Svoltò l'angolo, e imprecò “Ma che...” nel vicolo un neon sfondato pendeva dall'entrata di un locale di spogliarelli chiuso da quando i pantaloni a zampa erano ancora di moda, tamburellando luce ed ombra come le sue dita sul volante e proiettando la sagoma di qualcosa di cencioso e privo di sensi sdraiato a terra, accanto ad una Triumph in condizioni schifose con il finestrino in frantumi. Si avvicinò, accucciandosi accanto al qualcosa che era appena diventato qualcuno: un tizio magro da spavento stringeva convulsamente un cappello di lana nero in una mano dalle dita rotte, e nell'altra artigliava il manico della custodia di una chitarra, sporca di sangue rappreso su un lato, unica arma a disposizione per difendersi da chiunque avesse tentato di rubargli la macchina. Sbirciò dentro.

Pessima mossa. Una siringa fece capolino da sotto un sedile, una bustina di ero scoppiata aveva riversato il contenuto lì vicino, invitante come poco altro in quel momento, e un cucchiaio bruciacchiato era rimasto incastrato fra i sedili nella macabra imitazione di una bandiera a mezz'asta, solenne metafora delle loro esistenze. Sacchetti di patatine, lattine accartocciate, un kebab andato a male e morsicato a metà traballante sul cruscotto. Niente chiavi, niente fili tagliati.

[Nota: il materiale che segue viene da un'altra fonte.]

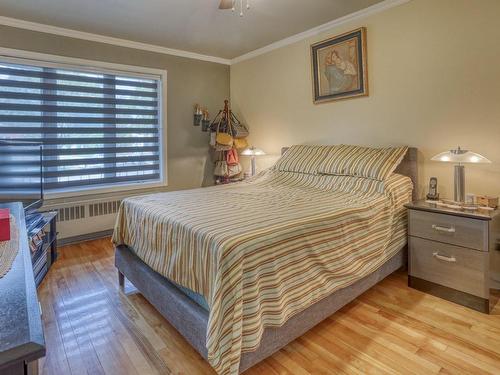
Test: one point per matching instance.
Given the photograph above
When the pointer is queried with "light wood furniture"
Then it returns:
(93, 327)
(453, 253)
(22, 341)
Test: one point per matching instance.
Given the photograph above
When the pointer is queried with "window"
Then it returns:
(99, 128)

Tornò a prestare la sua altalenante attenzione al tipo riverso sull'acciottolato umido, infagottato in una felpa nera col cappuccio.

“Hei bello, vedi di non essere morto perché non passerò quello che mi resta di questa notte di merda in una stazione di polizia” lo scrollò con poca gentilezza “Coso, non mi far perdere tempo andiamo” il viso era irriconoscibile, sfigurato di sangue rappreso, e i capelli, lunghi sulle orecchie, indefinibili nel distratto miscuglio di sporcizia e sangue incrostato. Li avrebbe dovuti tagliare, e parecchio.

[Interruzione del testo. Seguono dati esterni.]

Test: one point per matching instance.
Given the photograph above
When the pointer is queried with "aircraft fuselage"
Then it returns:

L'altro alla fine mugugnò qualcosa, spalancando un occhio del giallo più innaturale che avesse visto in un essere umano. Almeno era vivo.

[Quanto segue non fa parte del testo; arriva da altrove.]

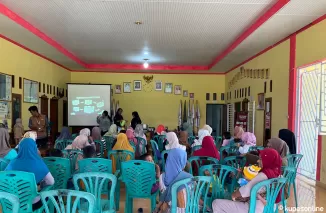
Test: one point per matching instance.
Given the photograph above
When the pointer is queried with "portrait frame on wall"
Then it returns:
(137, 85)
(158, 86)
(117, 89)
(127, 87)
(168, 88)
(185, 93)
(261, 101)
(177, 89)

Serrò le dita buone attorno alla custodia nera e logora che stringeva ancora nella mano sinistra, e Lars non poté fare a meno di sorridere pensando che aveva preferito salvare la chitarra piuttosto che una dose. Era un coglione, ma gli piaceva.

Il ragazzo scattò per ritrarsi da lui, ferino come un animale in gabbia, tremante ed emaciato

“Chi cazzo sei tu?” Lars sollevò gli occhi al cielo. Ragazzini.

“La fatina dei denti” sibilò “Bello, non so se hai notato, ma ti ho appena salvato il culo” si tirò in piedi, scrollando le mani sulle ginocchia irrimediabilmente compromesse dei jeans slavati “come ti chiami? Chi diavolo devo chiamare per venire a prenderti?” indicò la Triumph con un gesto secco del capo “E' tua questa macchina o hai solo cercato di rubare la droga che c'era dentro?” sogghignò “Ti capirei se fosse stata di qualità, ma quella è merda di topo mischiata a borotalco” merda particolarmente invitante, se proprio doveva dirla tutta. Ma non era lì per essere sincero, non era al mondo per essere sincero, quindi si limitò ad avvicinarsi di un passo, nell'attesa che il cane randagio ancora accucciato davanti a lui smettesse di mostrare i denti e cominciasse a collaborare.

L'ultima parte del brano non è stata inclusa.